Le 15 avril, nous avons pris acte du fait que les usines de ST n’avaient pas fermé, que la situation sanitaire avait évolué dans le pays et dans ST. Nous avons donc abandonné notre demande de fermeture provisoire et nous avons poursuivi l’action pour que les usines continuent à tourner à effectif réduit et pour renforcer les règles de sécurité. On est donc loin des deux mois d’arrêt qui auraient mis ST « à genoux ».
Ce que nous demandions a été fait par d’autres sociétés : arrêter, mettre en veille, dans un premier temps, s’organiser pour redémarrer. Si ST avait procédé ainsi , cela aurait évité de produire dans des conditions d’insécurité les premières semaines. Cela aurait évité que sur plusieurs sites, nous ayions du utiliser des procédures de Danger Grave et Imminent pour mettre en sécurité les salariés de la partie industrielle.
Ceci a notamment été le cas à Crolles, où l’inspection du travail est plusieurs fois intervenue pour faire des demandes proches de celles de la CGT. Le 27 avril l’inspection du travail a fait un nouveau rapport où il est noté : « Au total, l’entreprise n’a pas mis en oeuvre l’ensemble des mesures de prévention nécessaires pour faire baisser au niveau le plus bas possible les risques de contamination au Covid 19 ». Elle demande la mise en place de mesures complémentaires; des précisions supplémentaires sont données par le syndicat CGT de Crolles.
Quant à l’Italie, il y a bien eu une grève organisée le 25 mars par les syndicats italiens notamment en Lombardie, pour demander la fermeture des usines. Nos camarades d’Agrate y ont participé. C’était logique au vu de la force de l’épidémie dans cette région, et du poids de l’industrie. Peut-être qu’un peu plus de prudence du patronat italien aurait évité d’aggraver la situation en Lombardie.
La prudence sanitaire, le sens de la collectivité ne sont pas malheureusement dans l’ADN du patronat, dont vous êtes un représentant. On le constate une nouvelle fois dans vos déclarations. Vous vous plaignez des pertes qu’aurait engendrées une fermeture de Crolles. Dans des CSE vos représentants ont expliqué que l’objectif de ST était de sortir « gagnante » de la crise. On est bien loin des préoccupations collectives nécessaires pour contrer l’épidémie.
Quant à la réduction d’à peine 30% des dividendes proposée par le Conseil de Surveillance, qui plus est soumise à possible rectification en septembre, quelle grande timidité dans la solidarité, Monsieur le PDG ! Par contre nous sommes inquiets de la réduction annoncée des investissements principalement en Italie.
Nous avons aussi noté le chiffre de 600 Millions$ que vous donnez pour évaluer la valeur de la production de Crolles pour deux mois. Effectivement la production des usines françaises représente presque la moitié de la valeur produite par ST dans le monde. Mais il nous semble que ST paye bien peu d’impôts en France sur cette production. ST ne verse pas non plus de participation aux salariés. Nous vous rappelons aussi que vous n’avez jamais répondu à notre lettre de janvier 2019 vous demandant où nos dirigeants payaient leurs impôts…

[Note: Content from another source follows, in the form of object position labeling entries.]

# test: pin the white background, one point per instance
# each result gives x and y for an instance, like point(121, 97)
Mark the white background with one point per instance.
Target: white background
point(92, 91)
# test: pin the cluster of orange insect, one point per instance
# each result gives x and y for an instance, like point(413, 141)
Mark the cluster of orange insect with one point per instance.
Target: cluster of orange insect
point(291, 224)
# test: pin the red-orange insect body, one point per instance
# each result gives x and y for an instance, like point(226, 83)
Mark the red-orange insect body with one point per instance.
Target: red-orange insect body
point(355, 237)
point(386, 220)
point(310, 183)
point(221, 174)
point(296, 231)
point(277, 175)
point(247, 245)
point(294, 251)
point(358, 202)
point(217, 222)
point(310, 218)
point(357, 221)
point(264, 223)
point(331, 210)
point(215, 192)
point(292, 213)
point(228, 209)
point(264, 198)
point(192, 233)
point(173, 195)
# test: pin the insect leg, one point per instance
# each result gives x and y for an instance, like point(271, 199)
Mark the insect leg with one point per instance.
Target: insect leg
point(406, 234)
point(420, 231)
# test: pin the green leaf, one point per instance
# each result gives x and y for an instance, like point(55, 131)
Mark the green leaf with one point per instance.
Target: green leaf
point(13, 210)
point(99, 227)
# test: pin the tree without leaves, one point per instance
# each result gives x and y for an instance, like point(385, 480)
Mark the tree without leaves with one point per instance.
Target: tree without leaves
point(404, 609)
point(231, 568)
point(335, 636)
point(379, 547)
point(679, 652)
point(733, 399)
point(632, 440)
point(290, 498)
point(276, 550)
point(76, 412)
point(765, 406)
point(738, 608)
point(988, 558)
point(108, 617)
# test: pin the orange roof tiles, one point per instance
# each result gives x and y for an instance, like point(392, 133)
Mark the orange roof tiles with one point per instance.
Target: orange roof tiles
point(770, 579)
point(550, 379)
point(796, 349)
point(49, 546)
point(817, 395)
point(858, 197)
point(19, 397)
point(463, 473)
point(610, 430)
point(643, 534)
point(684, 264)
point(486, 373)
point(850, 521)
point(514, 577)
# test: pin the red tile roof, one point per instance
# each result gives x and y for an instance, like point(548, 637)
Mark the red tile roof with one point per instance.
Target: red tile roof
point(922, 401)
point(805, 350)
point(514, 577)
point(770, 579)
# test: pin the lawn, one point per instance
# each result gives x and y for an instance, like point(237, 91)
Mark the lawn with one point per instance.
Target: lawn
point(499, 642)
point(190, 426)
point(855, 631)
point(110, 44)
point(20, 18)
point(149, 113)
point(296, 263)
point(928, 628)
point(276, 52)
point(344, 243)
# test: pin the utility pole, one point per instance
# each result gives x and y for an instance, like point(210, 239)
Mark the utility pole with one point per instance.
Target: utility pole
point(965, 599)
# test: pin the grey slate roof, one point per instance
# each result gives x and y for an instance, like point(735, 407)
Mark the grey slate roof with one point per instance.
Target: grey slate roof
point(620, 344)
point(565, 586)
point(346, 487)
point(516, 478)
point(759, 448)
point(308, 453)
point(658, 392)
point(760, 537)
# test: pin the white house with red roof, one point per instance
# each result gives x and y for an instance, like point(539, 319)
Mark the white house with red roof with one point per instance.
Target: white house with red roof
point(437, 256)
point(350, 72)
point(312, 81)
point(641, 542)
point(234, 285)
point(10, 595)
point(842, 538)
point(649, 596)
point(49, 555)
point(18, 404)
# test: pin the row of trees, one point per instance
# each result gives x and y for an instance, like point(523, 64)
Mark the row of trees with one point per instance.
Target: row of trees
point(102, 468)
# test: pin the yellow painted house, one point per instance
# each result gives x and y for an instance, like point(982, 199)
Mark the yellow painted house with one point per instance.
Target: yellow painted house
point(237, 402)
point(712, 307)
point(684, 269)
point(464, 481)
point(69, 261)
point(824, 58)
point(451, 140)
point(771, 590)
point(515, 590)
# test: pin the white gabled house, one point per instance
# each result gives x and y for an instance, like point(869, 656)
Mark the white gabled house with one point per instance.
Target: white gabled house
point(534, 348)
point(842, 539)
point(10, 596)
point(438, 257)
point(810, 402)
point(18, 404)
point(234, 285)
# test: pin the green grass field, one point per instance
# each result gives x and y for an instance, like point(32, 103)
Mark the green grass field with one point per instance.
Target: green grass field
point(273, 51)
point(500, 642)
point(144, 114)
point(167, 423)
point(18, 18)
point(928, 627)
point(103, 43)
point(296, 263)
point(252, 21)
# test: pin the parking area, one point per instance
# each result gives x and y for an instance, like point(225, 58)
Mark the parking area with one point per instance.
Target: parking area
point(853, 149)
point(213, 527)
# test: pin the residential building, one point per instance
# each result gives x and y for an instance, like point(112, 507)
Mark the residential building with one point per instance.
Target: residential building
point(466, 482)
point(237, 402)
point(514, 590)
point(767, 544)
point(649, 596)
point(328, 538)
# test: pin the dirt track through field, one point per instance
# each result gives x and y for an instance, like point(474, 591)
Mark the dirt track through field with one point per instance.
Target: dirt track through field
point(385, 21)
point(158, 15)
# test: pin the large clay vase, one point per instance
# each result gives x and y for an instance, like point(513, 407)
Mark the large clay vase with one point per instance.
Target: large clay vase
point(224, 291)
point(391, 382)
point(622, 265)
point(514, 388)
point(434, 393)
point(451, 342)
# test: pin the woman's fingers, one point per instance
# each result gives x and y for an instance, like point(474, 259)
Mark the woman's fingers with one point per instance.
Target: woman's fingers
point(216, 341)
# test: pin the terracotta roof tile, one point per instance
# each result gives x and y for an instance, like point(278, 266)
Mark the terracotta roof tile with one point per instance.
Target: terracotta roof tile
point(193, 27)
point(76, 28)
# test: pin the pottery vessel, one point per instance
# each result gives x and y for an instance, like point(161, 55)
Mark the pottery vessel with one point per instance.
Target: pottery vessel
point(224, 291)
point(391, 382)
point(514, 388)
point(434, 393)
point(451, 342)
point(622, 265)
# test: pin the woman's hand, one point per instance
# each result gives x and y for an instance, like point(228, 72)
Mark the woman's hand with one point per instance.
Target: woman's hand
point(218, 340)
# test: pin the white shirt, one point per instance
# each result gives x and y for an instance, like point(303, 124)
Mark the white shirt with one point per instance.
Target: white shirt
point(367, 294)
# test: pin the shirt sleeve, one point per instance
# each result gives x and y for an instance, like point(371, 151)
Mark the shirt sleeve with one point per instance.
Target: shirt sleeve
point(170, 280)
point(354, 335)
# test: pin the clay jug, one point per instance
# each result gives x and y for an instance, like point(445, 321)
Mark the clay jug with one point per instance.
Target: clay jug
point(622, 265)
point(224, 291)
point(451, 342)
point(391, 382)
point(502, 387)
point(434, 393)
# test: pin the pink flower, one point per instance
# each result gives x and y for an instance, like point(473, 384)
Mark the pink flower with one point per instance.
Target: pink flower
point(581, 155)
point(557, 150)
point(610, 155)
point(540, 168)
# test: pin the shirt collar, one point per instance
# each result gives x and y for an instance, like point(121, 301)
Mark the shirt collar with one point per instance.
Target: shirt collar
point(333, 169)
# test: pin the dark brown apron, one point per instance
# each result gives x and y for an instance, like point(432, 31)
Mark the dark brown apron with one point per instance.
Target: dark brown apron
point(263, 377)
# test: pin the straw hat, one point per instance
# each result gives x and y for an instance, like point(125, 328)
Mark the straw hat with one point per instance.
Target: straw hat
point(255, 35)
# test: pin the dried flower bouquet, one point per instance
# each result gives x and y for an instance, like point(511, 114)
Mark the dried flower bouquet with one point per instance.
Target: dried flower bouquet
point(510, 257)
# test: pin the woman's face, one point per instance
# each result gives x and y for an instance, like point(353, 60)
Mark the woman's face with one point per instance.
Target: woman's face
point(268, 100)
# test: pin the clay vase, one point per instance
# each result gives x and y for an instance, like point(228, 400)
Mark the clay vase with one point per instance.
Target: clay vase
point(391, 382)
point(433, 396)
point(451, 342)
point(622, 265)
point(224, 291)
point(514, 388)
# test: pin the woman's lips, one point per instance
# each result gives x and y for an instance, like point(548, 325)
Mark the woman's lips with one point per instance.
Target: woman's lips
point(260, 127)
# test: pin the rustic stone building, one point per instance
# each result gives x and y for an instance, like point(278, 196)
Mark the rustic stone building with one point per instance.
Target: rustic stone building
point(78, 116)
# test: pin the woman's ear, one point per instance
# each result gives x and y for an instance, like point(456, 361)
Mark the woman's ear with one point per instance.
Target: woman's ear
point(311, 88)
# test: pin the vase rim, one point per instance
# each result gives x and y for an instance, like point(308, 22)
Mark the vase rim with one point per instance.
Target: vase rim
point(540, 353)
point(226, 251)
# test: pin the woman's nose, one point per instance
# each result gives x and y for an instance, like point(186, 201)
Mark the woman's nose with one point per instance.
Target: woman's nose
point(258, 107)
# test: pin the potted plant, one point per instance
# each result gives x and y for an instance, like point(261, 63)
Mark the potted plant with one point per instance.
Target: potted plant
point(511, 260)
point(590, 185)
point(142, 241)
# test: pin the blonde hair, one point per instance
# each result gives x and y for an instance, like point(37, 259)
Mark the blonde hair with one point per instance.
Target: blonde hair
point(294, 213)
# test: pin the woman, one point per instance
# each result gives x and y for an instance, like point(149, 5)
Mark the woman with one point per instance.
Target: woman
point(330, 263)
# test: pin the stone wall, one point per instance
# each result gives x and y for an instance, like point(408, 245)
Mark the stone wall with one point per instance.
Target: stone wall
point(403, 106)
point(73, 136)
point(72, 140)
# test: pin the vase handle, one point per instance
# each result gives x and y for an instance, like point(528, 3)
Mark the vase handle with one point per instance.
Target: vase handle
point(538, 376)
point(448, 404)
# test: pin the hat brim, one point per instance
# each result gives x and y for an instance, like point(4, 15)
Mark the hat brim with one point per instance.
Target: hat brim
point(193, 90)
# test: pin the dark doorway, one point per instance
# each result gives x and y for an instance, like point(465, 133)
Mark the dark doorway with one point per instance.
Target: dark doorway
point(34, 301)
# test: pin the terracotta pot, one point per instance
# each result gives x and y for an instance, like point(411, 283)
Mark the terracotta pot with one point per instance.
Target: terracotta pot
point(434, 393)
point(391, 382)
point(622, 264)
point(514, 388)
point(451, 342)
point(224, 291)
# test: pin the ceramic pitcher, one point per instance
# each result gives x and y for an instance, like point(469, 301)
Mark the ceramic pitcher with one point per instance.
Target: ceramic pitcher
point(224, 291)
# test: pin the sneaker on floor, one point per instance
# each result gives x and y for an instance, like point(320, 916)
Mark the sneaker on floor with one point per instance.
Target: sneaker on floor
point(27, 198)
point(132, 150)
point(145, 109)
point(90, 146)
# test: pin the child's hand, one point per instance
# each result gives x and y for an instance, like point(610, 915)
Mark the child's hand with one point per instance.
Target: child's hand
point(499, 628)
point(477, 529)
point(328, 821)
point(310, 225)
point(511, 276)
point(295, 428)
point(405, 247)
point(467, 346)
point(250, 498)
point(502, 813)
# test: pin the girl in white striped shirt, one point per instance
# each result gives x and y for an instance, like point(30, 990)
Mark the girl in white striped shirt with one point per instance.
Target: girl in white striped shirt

Des questions bien plus intéressantes que le sous-entendu que vous faites en prétendant que notre « objectif n’était pas que la protection des salariés ». Pourtant c’était bien la seule protection de la santé des salariés et de la santé collective qui nous animait et nous anime toujours.
Au cas où vous l’auriez oublié, Monsieur le PDG, la CGT se bat depuis des dizaines d’années pour qu’existe en Europe une vraie industrie de la micro-électronique, et ce n’est pas elle qui a pris, par exemple, la décision d’arrêter la R&D technologique en dessous de 28nm.